Sources familiar with the strategy say the industry is working to get senators on record in support of including the protections it lost in this deal in future trade agreements with other countries but that drug companies are also not trying to get GOP senators to vote against the USMCA, a likely impossible task.
Instead, the industry, worried about the precedent this deal sets, is trying to stem its losses and build support for including the intellectual property protections in future trade deals with countries like China.
Joseph Damond, executive vice president for international affairs at the Biotechnology Innovation Organization, which represents biotech companies in Washington, said industry had been expecting House Democratic and White House negotiators to craft a compromise on the provision, but not that it would be stripped out entirely.
“To have the provision eliminated entirely was just very disappointing and a real blow,” Damond said in an interview, arguing that small, innovative biotech companies would be hit hardest.
He said it would be “very difficult” to try to get GOP senators to oppose the agreement over “one particular issue” but that the industry’s message has instead been that “this should not be viewed as a template” for future trade agreements.
Sens. Bob Menendez (D-N.J.) and Pat Toomey (R-Pa.) spoke out against the removal of the biologic protections at the Senate Finance Committee session on the trade agreement this month, and the Senate Health Committee session to review the deal on Wednesday provides another opportunity for lawmakers to go on record on the issue.
Advocates for lower drug prices, meanwhile, are touting the removal of the provisions as a sign of a changing tide in Washington.
“It is a clear and important sign of pharma’s declining influence in Washington and the industry knows it,” said Peter Maybarduk, a director at the progressive group Public Citizen.
The trade deal fight was not the most threatening issue on the industry’s plate in recent months, as companies also fought sweeping measures to lower drug prices from House Democrats, the Senate and the Trump administration.
Still, both sides of the fight over high drug prices wonder whether the loss is a sign of more sweeping changes to come as other legislation looms.
“There’s conversations about, ‘Should we have framed it this way with the president?’ ” said a pharmaceutical lobbyist. The lobbyist added that the industry is still “trying to figure out how they could have done better.”
The industry said the longer market exclusivity period, which prevents cheaper competition from coming to market, was needed to allow companies to recoup the cost of their investments in innovative new medicines.

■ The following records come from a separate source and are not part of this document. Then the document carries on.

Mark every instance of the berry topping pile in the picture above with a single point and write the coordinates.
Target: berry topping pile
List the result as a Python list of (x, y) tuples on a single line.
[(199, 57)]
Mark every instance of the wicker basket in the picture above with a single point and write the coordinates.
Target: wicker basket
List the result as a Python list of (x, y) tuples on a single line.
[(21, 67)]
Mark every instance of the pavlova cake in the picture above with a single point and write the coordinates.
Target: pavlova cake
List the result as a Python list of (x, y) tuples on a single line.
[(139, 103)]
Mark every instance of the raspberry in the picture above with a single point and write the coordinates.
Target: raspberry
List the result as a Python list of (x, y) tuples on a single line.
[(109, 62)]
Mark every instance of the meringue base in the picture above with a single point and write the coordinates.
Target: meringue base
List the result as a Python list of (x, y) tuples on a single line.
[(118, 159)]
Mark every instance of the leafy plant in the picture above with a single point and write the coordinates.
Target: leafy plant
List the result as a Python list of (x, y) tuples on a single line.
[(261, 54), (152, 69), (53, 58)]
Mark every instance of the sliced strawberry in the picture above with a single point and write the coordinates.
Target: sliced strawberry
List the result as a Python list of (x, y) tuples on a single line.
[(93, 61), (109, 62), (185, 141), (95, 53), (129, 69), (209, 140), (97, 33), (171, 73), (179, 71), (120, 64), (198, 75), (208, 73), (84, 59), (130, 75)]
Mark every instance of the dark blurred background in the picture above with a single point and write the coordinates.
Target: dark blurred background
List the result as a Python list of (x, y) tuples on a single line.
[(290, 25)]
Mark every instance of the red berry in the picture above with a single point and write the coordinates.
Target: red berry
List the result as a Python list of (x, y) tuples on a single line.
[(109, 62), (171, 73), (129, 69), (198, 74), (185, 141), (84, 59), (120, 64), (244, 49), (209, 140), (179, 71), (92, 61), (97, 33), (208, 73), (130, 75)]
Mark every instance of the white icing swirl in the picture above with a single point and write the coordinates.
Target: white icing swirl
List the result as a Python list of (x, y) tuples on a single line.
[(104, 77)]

Drug pricing advocates counter that the longer exclusivity period would have simply hindered efforts to lower drug prices, including posing an obstacle if the United States wanted to lower its current period of 12 years of protections.
The pharmaceutical industry is also alone on the issue, as other business groups support the trade deal.
The U.S. Chamber of Commerce released a statement praising the deal last month that did not mention the biologic provisions, though it later followed up the next day with a second statement noting its objections to those provisions’ removal.
The trade agreement is also sailing through Congress. The deal passed the House by a lopsided margin of 385-41 in December and is expected to receive a bipartisan vote in the Senate once the impeachment trial ends.
Maybarduk, of Public Citizen, said he hoped House Democrats would follow up this action by giving more support than they have so far to a bill from Rep. Jan Schakowsky (D-Ill.) that would lower the biologic exclusivity period in the United States.
That measure would face very long odds in the GOP-controlled Senate.
“My hope is that we’re starting to see senators be more independent on pharma issues,” Sen. Ron Wyden (Ore.), the top Democrat on the Senate Finance Committee, said in an interview. But he noted that the lessons from the trade deal for the broader drug pricing debate can only go so far because “the coalitions for trade are different than they are on pharmaceuticals.”
He noted that stopping sweeping legislation to lower drug prices, such as a bill from Wyden and Senate Finance Committee Chairman Chuck Grassley (R-Iowa), seems to be a higher priority for the industry.
“They’ve spent a lot more money, for example, on fighting Sen. Grassley and I and other efforts at cost containment,” Wyden said.
But some senators are not shedding too many tears for the pharmaceutical industry’s loss in this instance
“The people with the biologics can take care of themselves,” said Sen. Bill Cassidy (R-La.).